Idle connections are not free
The intuition that an idle connection costs nothing is wrong. Every idle connection holds memory on the database server (between 5MB and 20MB depending on configuration and recent query history). Every idle connection counts against max_connections. Every idle connection in PostgreSQL holds a backend process; on systems with many idle connections, the process count alone can degrade scheduling.
The configuration that matters is idle_timeout in your application's pool, and idle_in_transaction_session_timeout on the database side. The application's idle timeout should be short enough that connections close before the network's NAT/load-balancer kills them silently (typically 30 to 60 seconds for cloud environments). The database's transaction-idle timeout is a safety net for the case where an application opens a transaction, never commits or rolls back, and walks away. Without it, that connection can hold locks and block other writers indefinitely.
The max_lifetime parameter
The pool parameter that most teams overlook is max_lifetime, which forces a connection to be closed and recreated after some duration regardless of activity. This matters because long-lived connections accumulate state: session-level configuration, prepared statement caches, role memberships, and various bits of memory that PostgreSQL allocates on a per-session basis. A connection that has been open for a week has a significantly larger memory footprint than a fresh connection, even if it appears idle.
The other reason for max_lifetime is rolling deploys of the database tier. A connection opened against database server v1.2.0 will continue to use v1.2.0's wire protocol even after the server is upgraded to v1.3.0; in most cases this is fine, but in some cases there are subtle differences in behavior. Periodically recycling connections forces the application to renegotiate against the current database version, which catches compatibility issues earlier.
A reasonable max_lifetime is one to four hours for most applications. Setting it shorter than the idle_timeout is wasteful; setting it longer than a day means stale state accumulates.
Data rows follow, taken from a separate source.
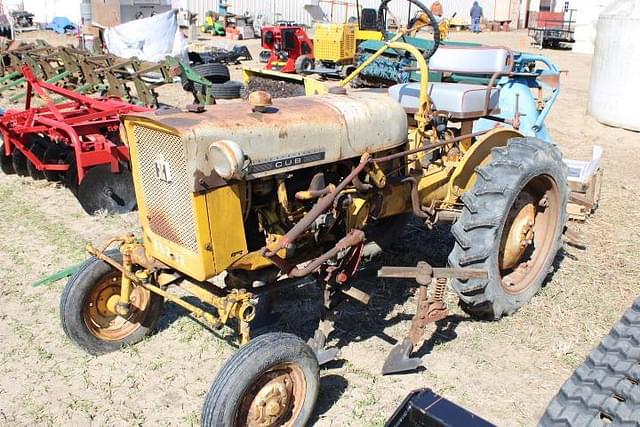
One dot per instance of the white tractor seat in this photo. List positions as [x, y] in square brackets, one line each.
[462, 100]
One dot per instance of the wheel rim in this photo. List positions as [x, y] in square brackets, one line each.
[529, 234]
[275, 398]
[99, 309]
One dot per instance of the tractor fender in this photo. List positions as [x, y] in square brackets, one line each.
[464, 175]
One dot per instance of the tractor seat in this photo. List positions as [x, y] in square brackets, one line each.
[461, 100]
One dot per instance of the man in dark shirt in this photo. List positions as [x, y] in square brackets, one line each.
[476, 14]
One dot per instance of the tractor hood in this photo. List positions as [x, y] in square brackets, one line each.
[232, 141]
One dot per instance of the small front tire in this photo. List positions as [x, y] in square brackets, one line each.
[272, 381]
[85, 311]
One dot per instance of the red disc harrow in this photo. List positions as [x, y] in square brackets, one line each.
[74, 139]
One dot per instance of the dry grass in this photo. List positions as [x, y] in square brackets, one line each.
[505, 371]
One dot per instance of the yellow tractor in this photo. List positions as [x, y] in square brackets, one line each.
[248, 198]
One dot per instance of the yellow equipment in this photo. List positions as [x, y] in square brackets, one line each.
[335, 43]
[273, 193]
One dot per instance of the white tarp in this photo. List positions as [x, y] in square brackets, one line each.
[149, 39]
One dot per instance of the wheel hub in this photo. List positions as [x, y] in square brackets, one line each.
[272, 401]
[519, 235]
[100, 311]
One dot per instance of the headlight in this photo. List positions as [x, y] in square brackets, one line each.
[227, 159]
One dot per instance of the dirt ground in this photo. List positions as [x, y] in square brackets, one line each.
[505, 371]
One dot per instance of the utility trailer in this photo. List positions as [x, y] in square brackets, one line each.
[552, 29]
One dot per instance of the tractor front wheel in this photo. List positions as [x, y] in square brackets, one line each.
[511, 226]
[87, 308]
[272, 381]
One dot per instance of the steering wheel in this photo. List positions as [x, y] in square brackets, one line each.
[414, 23]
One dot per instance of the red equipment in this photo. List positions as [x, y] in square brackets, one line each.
[290, 46]
[76, 141]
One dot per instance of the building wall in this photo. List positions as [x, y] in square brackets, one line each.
[46, 10]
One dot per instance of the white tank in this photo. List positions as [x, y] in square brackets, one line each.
[614, 90]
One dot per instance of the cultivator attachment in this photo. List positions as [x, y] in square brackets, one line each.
[75, 141]
[84, 72]
[430, 308]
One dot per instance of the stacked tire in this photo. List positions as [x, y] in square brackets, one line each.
[222, 85]
[605, 389]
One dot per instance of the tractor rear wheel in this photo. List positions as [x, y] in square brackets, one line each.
[272, 381]
[605, 389]
[511, 225]
[87, 308]
[103, 190]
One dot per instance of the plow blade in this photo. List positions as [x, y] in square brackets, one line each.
[281, 85]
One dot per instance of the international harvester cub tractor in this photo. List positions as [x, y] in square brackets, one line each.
[266, 194]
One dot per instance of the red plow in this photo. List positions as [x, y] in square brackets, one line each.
[73, 139]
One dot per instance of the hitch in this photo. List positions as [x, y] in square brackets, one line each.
[430, 308]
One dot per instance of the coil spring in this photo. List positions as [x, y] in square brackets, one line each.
[439, 289]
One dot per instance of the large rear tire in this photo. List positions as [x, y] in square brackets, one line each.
[272, 381]
[605, 389]
[511, 225]
[85, 312]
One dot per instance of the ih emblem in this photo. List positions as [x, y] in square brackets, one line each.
[163, 169]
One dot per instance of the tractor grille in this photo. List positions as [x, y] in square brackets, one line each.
[165, 186]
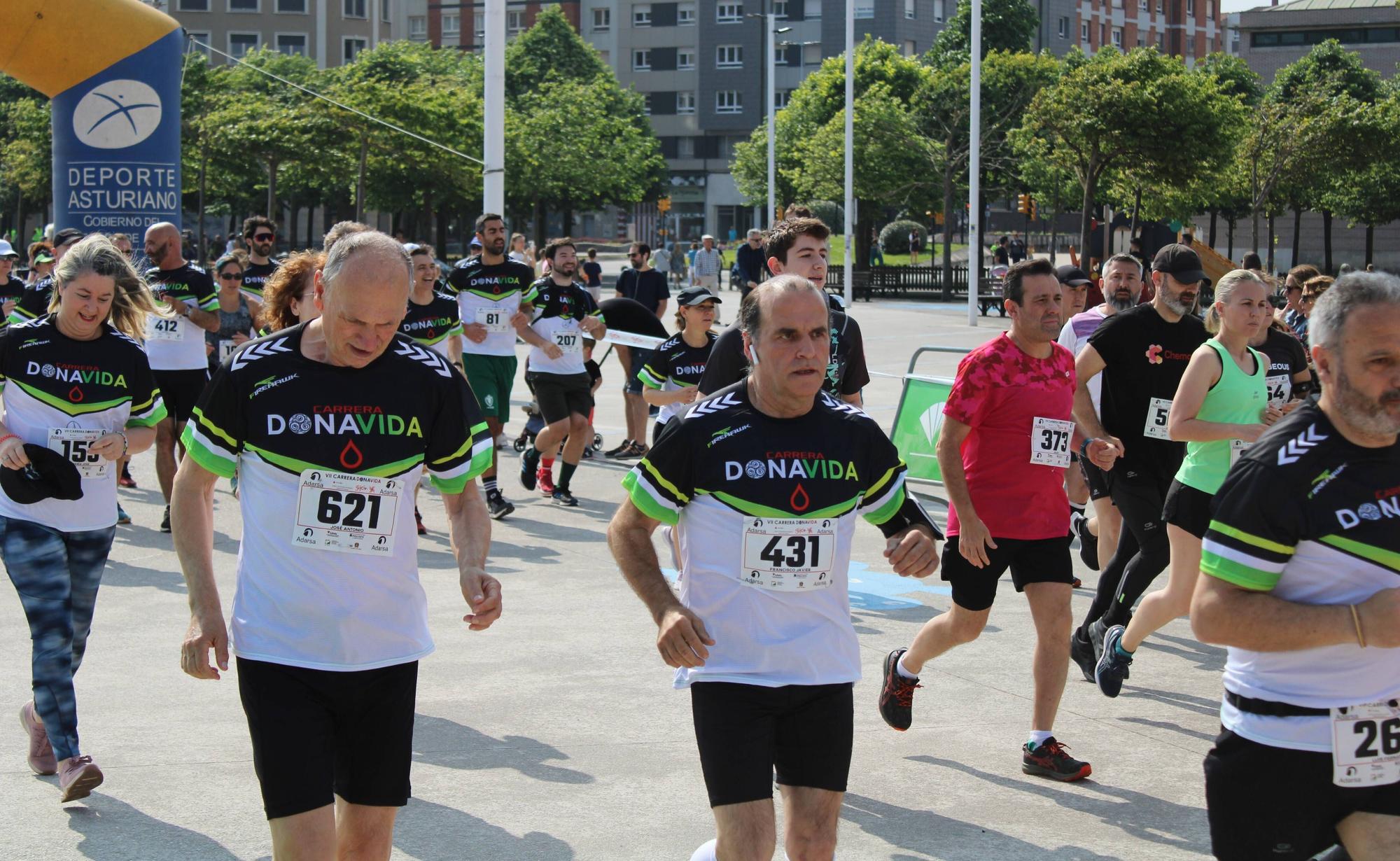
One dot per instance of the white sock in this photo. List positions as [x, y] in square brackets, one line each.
[899, 667]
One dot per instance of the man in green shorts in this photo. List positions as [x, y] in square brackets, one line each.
[492, 290]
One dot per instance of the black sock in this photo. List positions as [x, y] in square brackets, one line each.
[566, 471]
Monitoring the right metrics
The metrics that predict connection-related incidents are not the ones most teams have on dashboards. Total connection count is necessary but not sufficient. The metric that matters most is the proportion of connections in the "idle in transaction" state, which indicates application bugs that hold transactions open longer than necessary. The next is the pool wait time, measured at the application's pool layer: the time a request spends waiting for a connection to become available. Pool wait time should be near zero in healthy operation; a sustained nonzero value means the pool is undersized for current load.
The third metric is connection creation rate, plotted alongside the active worker count. A spike in connection creation that is not accompanied by a spike in workers usually indicates a bug where the application is leaking connections (opening them and never returning them to the pool). This is a slow-burn pattern that can take weeks to develop and then suddenly manifests as exhaustion.
The four APIs we run at DocuMint, CronPing, FlagBit, and WebhookVault all use SQLite, which does not have a max_connections problem in the PostgreSQL sense. But the deeper lesson generalizes to any shared resource: the connection pool, the file descriptor count, the disk inode budget. Every resource has a limit, and the discipline of explicit budgeting is what prevents discovery during an incident.